Mr. Christy Brown was born in the 30s, inflicted with cerebral palsy at a time when only tentative medical research had been done on the defect, let alone available to the working class in middle Ireland. In consequence, everyone thought he was mentally retarded to the point that he was another mindless vegetable. That is, until his family witnessed him pick up a piece of chalk with the toes of his left foot at the age of 9, and write "mother" on the wooden floor of their little home. His father, a gruff hardworking man with four other children, is shocked and ecstatic, as are all of his siblings. Only his mother watches, teary-eyed and perfectly placid, because she alone always believed he could. Christy goes on in his life, determined to show the world how unfair it would be to think any less of him for his defect.
One of the greatest strengths of the film was how entirely non-sugarcoated it was. Don't mistake me, I love a good feel-good as well as the next sentimental fool, but Hollywood loves taking a great story, true or fictional, and drizzling it down into honey and syrup to the point that we're sticky with disinterest in the protagonist. Too many heroes and heroines are also far too deified, until they are so great they're no longer human. The director Jim Sheridan made the brilliant move of doing just the opposite, portraying Christy just as he was, first as a regular young boy (yet with a head tough enough to block even the fastest coming football!), then later as a man with all the regular passions, including a big one for woman and alcohol, and a rather short fuse. In not hiding those flaws, the filmmakers allowed me a personal acquaintance with a truly remarkable man who went on to do things no persons with cerebral palsy had ever done before, to our knowledge.

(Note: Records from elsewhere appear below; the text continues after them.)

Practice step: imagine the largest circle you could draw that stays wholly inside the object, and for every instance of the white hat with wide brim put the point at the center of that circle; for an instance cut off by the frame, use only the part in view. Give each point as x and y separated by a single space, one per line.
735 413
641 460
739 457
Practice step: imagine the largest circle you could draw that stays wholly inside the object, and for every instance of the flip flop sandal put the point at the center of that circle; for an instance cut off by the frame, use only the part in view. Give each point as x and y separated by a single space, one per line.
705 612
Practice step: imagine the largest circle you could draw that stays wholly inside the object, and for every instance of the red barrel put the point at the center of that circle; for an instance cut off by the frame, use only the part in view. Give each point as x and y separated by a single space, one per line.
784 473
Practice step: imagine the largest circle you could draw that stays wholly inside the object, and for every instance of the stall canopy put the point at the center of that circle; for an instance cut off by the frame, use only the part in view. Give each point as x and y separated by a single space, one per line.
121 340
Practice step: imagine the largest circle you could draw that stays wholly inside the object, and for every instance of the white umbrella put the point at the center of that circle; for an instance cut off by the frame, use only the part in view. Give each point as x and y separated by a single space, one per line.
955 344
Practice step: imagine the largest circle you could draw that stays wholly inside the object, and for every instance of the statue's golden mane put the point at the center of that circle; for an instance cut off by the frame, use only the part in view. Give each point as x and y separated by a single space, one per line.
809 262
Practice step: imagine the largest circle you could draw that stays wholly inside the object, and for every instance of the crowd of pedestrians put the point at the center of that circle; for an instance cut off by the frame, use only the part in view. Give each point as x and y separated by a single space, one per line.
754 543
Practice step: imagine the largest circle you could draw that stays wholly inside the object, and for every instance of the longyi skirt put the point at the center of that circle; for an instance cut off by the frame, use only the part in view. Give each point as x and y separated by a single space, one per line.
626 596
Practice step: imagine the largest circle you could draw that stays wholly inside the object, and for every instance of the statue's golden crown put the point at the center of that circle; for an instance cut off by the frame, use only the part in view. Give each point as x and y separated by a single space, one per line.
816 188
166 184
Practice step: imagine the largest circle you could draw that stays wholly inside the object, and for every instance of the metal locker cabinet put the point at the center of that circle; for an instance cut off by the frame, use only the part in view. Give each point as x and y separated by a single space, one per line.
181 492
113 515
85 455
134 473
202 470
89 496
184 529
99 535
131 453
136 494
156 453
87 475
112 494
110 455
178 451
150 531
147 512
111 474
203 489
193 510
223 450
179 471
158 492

Props go too to all the cast, especially Brenda Fricker who also took home an Oscar, for Best Supporting Actress. The Oscars aren't the bottom line, but when a film wins two acting Awards, is nominated for Best Picture, Best Screenplay (based on the novel by its own Christy Brown, believe it or not), and Best Director, I generally suspect I'll walk away glad I saw it. I'll recommend this one over P.T. Anderson's highly acclaimed oil epic any day. Running time: 103 min.